Donte Jackson recorded his first career sack in LSU’s 33-10 win against Arkansas, along with seven tackles, two for loss and two pass breakups.
Jackson did this at a relatively new position. Jackson started at safety for the second consecutive game, while occasionally sliding back into his natural position depending on the defensive package.
“He calls himself the Swiss Army knife,” freshman defensive back Greedy Williams said. “Means you can do anything. Donte is one of those guys that you can put at any position and you know you’re going to get the best”
“I got like a can opener, a cutlery knife, everything,” Jackson said. “I’m an all purpose tool. I have a tooth pick, a toothbrush, shoe cleaner.”
Jackson is no doubt the most versatile player on the field, having played almost every position in the secondary this season. His versatility adds to the overall production of the defense, allowing the other corners to get better coverage.
Although he hasn’t played safety since high school, Jackson has no problem locking down his man at any position, whether it’s cornerback, nickel or safety. Williams emphasizes his ability to shift all over the field without complaint.
“He plays the positions with a lot of confidence and acts like he’s been there before,” Williams said.
As a leader on the defense, Jackson goes out to set an example for the younger players and make plays so that they do the same.
“I just let them know that we’re all going to make great plays,” Jackson said. “That’s the motto we stand by, everybody’s got to eat out there. When you’re out there, you have to make sure you’re making plays.”
Junior safety John Battle credits Jackson’s work at the position and calls him electrifying anywhere on the field. Moving Jackson around on the field just gives him even more room to make big plays, Battle said.
“He’s doing a good job for us,” LSU coach Ed Orgeron said. “Tremendous athlete, very well coached by Corey Raymond.”
Defensive back coach Corey Raymond has been a huge asset for Dave Aranda’s defense. In his six years as a coach, he has produced eight NFL draft picks and eight All-Americans.
As an alumnus and a three year starter at LSU, Jackson says that Raymond has pride in the school and understands what the defensive back are trying to do on this defense.

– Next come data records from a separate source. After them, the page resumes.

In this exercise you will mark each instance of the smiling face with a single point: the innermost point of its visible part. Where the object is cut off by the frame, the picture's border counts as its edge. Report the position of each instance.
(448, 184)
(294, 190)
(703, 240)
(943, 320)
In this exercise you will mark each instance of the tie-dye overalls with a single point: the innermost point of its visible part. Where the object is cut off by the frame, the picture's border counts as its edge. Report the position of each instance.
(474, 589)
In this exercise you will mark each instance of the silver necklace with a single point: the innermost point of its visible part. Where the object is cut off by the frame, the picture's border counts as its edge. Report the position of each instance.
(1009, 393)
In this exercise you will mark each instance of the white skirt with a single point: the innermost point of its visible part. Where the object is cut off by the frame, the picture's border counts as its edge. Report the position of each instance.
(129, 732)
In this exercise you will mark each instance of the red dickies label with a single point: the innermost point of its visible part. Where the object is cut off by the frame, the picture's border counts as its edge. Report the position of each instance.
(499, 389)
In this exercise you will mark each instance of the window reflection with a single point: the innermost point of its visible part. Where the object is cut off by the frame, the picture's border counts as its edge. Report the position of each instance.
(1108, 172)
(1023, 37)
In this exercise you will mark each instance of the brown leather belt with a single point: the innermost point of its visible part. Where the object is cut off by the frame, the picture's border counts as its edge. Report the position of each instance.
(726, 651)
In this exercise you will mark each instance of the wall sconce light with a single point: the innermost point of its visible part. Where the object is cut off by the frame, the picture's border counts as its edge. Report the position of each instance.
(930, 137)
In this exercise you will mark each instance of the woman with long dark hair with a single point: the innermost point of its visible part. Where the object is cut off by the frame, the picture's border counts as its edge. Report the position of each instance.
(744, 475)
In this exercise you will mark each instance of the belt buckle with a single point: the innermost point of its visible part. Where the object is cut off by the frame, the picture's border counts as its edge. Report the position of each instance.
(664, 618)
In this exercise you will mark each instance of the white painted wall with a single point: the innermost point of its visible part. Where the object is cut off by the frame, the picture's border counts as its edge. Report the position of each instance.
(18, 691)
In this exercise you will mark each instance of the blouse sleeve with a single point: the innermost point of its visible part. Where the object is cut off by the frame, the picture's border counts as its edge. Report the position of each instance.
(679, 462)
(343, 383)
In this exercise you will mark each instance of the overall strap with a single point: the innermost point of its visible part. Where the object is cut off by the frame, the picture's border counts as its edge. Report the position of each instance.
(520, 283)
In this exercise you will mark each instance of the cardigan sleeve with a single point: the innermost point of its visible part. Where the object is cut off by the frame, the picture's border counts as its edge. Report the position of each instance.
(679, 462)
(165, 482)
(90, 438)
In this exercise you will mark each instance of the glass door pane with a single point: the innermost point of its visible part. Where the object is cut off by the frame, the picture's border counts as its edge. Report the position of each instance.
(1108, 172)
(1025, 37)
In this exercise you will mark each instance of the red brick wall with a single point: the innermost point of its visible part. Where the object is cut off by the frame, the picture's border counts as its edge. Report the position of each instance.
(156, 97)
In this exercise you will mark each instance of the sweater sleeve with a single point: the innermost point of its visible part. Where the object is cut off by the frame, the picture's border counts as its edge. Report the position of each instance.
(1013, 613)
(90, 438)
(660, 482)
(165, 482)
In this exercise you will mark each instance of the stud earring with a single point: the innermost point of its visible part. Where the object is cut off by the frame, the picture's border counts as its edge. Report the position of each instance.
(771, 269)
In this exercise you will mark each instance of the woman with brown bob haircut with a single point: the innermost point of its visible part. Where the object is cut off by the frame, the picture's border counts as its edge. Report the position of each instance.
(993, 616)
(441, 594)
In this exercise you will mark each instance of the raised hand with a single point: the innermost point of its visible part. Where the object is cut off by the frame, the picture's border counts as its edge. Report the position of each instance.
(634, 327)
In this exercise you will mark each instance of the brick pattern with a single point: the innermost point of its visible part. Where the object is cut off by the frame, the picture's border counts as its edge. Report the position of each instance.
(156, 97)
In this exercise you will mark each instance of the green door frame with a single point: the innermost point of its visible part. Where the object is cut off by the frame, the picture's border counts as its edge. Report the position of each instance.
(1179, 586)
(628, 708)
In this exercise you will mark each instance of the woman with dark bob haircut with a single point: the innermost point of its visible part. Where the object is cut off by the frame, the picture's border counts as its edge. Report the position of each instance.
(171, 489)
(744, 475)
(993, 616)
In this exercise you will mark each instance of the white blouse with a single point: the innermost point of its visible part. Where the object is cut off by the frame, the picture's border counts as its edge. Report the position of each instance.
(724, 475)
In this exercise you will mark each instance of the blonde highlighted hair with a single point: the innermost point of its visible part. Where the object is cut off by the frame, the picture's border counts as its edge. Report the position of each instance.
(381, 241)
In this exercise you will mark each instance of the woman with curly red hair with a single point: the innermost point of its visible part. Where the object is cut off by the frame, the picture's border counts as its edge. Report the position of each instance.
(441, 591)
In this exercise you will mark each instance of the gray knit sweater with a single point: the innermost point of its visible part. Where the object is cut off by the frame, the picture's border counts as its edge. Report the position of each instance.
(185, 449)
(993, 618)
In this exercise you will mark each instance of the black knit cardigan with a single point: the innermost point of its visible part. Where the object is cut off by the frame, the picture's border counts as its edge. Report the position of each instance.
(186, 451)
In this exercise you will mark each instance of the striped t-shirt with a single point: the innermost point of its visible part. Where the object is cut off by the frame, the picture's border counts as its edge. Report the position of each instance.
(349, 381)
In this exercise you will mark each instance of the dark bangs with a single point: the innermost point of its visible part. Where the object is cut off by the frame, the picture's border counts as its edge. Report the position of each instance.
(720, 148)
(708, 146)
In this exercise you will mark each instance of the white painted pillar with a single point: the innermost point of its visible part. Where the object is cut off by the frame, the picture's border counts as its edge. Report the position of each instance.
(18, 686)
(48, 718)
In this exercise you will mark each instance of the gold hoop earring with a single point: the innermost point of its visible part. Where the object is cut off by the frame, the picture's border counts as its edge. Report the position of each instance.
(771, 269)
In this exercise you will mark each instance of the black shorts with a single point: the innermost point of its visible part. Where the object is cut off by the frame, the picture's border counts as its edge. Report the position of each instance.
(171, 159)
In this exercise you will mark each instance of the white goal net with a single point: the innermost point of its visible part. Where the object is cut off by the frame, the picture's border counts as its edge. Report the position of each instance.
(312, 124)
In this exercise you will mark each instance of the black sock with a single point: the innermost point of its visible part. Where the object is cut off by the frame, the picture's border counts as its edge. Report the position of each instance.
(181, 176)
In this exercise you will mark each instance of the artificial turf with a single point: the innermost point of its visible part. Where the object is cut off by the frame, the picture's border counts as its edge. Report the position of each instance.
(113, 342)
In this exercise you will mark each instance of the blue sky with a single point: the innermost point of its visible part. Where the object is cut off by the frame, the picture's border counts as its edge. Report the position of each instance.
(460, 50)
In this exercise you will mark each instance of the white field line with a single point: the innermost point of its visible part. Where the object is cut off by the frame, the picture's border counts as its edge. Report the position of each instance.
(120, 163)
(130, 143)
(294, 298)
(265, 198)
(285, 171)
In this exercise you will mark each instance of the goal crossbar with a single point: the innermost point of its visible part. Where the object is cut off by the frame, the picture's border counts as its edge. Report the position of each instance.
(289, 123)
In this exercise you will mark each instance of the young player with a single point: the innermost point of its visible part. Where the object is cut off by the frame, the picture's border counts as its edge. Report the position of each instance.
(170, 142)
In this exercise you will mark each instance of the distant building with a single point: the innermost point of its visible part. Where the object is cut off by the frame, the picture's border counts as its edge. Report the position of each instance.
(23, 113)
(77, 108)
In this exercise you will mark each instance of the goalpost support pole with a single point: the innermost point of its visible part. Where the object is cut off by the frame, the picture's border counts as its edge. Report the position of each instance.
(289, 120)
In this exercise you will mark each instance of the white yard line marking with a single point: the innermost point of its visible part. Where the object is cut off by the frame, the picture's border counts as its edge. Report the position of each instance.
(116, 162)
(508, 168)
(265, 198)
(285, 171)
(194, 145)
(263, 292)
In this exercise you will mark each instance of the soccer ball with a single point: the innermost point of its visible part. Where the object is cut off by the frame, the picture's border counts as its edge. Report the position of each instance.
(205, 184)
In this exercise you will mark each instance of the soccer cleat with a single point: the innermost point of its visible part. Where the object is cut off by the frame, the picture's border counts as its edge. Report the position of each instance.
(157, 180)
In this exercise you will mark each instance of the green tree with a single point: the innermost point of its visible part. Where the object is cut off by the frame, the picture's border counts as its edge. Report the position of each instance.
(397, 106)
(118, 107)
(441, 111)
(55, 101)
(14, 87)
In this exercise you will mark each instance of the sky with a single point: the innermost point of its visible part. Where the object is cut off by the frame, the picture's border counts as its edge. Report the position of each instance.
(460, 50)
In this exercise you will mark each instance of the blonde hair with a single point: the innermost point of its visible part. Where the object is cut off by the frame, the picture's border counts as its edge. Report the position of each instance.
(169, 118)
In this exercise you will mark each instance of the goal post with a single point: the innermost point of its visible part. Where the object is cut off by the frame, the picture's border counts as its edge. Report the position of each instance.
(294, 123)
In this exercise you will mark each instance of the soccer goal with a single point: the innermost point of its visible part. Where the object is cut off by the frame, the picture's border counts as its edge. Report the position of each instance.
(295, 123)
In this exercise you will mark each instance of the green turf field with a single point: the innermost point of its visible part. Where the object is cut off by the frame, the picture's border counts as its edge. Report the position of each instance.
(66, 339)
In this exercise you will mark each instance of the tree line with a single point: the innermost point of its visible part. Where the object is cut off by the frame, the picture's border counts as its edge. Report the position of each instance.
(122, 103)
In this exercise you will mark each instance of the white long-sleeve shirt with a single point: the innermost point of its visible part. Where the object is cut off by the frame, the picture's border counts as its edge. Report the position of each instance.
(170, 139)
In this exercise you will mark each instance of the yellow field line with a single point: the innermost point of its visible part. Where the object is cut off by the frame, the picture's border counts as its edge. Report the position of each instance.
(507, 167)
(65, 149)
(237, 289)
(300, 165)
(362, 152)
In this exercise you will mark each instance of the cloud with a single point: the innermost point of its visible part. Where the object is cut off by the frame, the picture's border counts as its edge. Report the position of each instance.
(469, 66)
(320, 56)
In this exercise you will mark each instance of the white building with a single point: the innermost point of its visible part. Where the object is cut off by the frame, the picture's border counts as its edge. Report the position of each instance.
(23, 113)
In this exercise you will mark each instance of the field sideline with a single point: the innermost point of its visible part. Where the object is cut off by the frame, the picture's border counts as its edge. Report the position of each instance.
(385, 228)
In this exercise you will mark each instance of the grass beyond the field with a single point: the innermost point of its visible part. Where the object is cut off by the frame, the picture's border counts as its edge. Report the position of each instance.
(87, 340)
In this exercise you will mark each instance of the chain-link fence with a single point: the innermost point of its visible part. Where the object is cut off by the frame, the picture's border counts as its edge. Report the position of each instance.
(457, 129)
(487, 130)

“Coach Raymond was a guy that played every position in the secondary,” Jackson said. “He’s a smart guy, he knows the game of football like the back of his hand. We just listen everything that come out of his mouth. You never know whether it’s going to be a lesson or not so every time he’s talking, everybody in the DB room is all ears.”
A combination of Raymond and Aranda wanting Jackson to be more involved in the game and Jackson’s own desire to stop teams from avoiding him sparked the move, initially to nickel and then today to safety.
“It was just me wanting to get more involved, not sitting on an island, watching everybody avoid me,” Jackson said. “It was coach’s decision to get me more involved, and knowing I wanted to be more involved in the defense. So I got in there, got in film room and went to working.”
Whenever he is on the field, Jackson makes plays like he was practicing and playing there all season. Being more involved on the field and being able to move more freely allows him to showcase his talents more than he was doing at cornerback.
“He’s a playmaker, Tyrann Mathieu type,” Battle said. “You can move him all over the field, at safety, move him down at nickel, put him back at corner, where he’s most electrifying at. Coach Aranda trusts him and he’s our playmaker back there in the secondary and you just have to let him go off the leash.”